Ljajic'in en fazla göze çarpan özellikleri top tekniği ile alakalı özellikleri. Evvela iyi bir pasör olduğunu söylemeliyiz. Hem kısa, basit al-ver pasları hem de dikine kilit açan anahtar pasları oldukça iyi. Geçen yıl Serie A'da maç başına en fazla isabetli kilit pas atan oyuncuların basında geliyordu. Maç başına Expected Assits (beklenen asist) verisinde en az yirmi maç oynayan 10 numaralar arasında Luis Alberto’dan sonra ikinci sırada yer alıyor. Topla ilk temas konusunda da gayet yumuşak. Serie A'da geçen yıl çok maç oynayan ve maç başına çok fazla topla buluşan 10 numaralar içinde hatalı top kontrolü en az olan isimlerden biriydi.

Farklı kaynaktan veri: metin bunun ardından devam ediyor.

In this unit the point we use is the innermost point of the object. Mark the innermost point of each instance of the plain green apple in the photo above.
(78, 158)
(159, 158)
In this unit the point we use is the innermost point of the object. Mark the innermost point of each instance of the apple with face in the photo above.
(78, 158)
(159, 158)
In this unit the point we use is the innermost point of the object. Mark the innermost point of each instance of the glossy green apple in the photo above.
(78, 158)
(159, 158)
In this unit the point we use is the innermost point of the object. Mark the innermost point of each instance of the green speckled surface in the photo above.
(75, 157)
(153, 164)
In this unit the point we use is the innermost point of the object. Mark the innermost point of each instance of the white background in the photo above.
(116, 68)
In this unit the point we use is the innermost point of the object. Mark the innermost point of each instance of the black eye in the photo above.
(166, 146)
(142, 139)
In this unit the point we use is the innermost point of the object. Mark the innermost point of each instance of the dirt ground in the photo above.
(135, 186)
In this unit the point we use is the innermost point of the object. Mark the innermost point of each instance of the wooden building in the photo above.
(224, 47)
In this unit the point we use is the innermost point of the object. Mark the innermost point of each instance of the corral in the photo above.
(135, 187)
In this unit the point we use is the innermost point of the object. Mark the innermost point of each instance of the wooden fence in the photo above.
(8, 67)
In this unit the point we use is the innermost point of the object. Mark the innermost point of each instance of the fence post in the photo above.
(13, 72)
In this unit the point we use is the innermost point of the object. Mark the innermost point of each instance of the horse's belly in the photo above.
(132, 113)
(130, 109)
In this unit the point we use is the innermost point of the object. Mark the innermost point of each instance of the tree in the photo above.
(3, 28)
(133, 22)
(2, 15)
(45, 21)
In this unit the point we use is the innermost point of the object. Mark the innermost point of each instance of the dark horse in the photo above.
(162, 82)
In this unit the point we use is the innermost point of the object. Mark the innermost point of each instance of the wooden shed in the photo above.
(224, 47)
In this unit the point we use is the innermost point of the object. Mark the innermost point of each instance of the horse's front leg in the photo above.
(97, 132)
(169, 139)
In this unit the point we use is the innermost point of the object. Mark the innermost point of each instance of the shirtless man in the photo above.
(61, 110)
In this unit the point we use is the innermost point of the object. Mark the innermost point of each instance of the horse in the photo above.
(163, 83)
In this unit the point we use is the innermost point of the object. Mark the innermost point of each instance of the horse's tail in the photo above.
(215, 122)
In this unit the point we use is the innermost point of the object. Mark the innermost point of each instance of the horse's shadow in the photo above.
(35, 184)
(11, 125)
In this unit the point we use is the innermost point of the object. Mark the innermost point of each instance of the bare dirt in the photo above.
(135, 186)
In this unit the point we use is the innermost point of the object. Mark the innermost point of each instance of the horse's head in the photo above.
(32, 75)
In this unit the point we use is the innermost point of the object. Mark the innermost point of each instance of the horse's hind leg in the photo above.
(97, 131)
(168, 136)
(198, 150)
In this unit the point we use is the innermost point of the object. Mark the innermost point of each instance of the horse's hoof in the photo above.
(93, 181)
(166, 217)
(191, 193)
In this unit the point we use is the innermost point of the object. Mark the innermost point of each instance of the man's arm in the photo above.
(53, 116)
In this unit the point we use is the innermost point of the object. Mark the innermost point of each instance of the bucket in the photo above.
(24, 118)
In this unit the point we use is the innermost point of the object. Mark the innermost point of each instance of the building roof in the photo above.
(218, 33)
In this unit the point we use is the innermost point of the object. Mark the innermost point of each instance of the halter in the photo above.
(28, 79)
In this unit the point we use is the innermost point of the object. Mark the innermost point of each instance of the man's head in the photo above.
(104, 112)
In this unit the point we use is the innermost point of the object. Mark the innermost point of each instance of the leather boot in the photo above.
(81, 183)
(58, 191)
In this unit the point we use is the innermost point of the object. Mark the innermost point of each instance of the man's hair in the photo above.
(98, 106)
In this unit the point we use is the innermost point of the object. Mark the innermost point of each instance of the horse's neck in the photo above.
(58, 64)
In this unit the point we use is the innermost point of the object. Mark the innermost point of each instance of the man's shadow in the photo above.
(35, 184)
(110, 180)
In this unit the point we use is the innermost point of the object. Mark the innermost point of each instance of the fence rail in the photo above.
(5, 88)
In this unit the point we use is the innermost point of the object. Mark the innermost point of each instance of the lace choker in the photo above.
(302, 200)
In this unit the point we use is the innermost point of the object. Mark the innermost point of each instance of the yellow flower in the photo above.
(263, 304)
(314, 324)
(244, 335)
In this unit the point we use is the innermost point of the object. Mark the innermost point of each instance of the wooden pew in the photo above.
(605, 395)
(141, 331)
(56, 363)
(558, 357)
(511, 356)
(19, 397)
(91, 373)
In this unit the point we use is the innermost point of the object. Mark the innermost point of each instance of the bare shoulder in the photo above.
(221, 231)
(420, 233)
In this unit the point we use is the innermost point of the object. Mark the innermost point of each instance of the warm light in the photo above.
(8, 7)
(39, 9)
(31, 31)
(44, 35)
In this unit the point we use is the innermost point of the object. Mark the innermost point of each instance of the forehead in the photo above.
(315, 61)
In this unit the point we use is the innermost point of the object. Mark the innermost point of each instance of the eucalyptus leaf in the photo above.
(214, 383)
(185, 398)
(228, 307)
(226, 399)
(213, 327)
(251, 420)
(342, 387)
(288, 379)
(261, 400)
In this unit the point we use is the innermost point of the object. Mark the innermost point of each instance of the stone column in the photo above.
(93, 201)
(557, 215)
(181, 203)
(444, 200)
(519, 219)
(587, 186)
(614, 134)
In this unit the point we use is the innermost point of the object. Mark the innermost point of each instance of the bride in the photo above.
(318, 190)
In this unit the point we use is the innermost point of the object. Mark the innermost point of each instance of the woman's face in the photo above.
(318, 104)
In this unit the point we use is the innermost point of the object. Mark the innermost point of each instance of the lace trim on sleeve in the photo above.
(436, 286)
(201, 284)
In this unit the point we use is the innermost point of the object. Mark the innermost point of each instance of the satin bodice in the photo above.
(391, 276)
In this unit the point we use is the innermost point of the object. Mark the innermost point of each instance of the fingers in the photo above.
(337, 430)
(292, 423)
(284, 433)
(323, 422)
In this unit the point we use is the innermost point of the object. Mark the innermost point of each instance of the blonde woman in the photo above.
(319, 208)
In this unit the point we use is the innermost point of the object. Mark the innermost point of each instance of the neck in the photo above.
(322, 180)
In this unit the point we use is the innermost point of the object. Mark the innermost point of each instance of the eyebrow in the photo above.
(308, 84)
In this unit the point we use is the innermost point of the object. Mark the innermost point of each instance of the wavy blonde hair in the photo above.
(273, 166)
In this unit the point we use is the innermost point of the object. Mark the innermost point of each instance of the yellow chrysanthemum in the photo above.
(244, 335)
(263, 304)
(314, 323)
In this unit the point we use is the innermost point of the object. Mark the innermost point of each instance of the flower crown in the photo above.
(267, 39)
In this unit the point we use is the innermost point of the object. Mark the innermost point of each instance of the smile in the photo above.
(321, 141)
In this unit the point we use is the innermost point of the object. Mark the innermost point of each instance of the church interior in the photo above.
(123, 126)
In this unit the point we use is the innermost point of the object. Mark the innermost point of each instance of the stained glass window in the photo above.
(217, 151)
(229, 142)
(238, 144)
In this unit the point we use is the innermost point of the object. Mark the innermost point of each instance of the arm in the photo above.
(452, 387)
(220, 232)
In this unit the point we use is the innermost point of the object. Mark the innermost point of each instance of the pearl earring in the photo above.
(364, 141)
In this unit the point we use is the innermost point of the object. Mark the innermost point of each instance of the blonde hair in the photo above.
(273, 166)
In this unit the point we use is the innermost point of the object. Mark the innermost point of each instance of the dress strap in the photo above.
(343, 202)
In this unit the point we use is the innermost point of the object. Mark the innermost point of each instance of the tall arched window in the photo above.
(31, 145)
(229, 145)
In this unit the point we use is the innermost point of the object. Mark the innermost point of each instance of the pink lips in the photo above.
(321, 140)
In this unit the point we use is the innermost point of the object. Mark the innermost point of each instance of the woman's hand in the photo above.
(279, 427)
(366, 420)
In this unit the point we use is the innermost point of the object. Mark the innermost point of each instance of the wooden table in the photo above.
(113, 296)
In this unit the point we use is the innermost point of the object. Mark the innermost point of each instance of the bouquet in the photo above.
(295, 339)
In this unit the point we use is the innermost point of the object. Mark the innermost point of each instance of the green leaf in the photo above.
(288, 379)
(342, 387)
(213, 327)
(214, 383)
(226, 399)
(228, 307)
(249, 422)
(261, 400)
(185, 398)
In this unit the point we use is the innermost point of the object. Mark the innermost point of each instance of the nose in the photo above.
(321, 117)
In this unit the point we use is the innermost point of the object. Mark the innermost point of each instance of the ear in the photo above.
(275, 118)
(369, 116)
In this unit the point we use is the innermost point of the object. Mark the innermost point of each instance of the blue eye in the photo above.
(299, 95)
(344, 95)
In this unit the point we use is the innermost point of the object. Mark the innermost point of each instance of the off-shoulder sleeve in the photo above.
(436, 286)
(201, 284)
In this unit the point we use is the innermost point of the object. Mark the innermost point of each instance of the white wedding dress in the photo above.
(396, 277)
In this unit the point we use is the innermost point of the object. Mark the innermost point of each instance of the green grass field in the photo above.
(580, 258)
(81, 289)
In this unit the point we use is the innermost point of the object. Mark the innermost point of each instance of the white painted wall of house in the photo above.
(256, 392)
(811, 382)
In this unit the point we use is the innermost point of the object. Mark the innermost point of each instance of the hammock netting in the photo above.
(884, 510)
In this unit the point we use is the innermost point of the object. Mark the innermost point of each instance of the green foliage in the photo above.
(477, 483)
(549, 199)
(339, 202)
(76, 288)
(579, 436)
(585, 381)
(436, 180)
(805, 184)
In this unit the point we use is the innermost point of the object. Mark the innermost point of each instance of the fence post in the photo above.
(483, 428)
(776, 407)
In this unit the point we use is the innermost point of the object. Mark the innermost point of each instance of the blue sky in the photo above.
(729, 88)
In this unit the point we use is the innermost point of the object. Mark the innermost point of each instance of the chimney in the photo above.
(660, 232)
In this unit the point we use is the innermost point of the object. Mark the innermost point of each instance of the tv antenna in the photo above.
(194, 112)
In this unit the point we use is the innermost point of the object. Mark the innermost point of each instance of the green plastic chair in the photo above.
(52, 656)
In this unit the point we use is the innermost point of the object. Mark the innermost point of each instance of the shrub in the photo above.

Kariyerinin önceki yıllarında ağırlıklı olarak kanatta oynayan bir oyuncu olmasından dolayı dripling becerisi de iyi. Bilhassa sola yakın top alıp içeriye kıvrılırken önün açabilecek çalım becerisine sahip. Bu sola yakın top alıp içeriye doğru kıvrıldığında sağıyla şut atma aksiyonu da en fazla denediği hareketlerden biri. Fena olmayan bir şut becerisi de mevcut.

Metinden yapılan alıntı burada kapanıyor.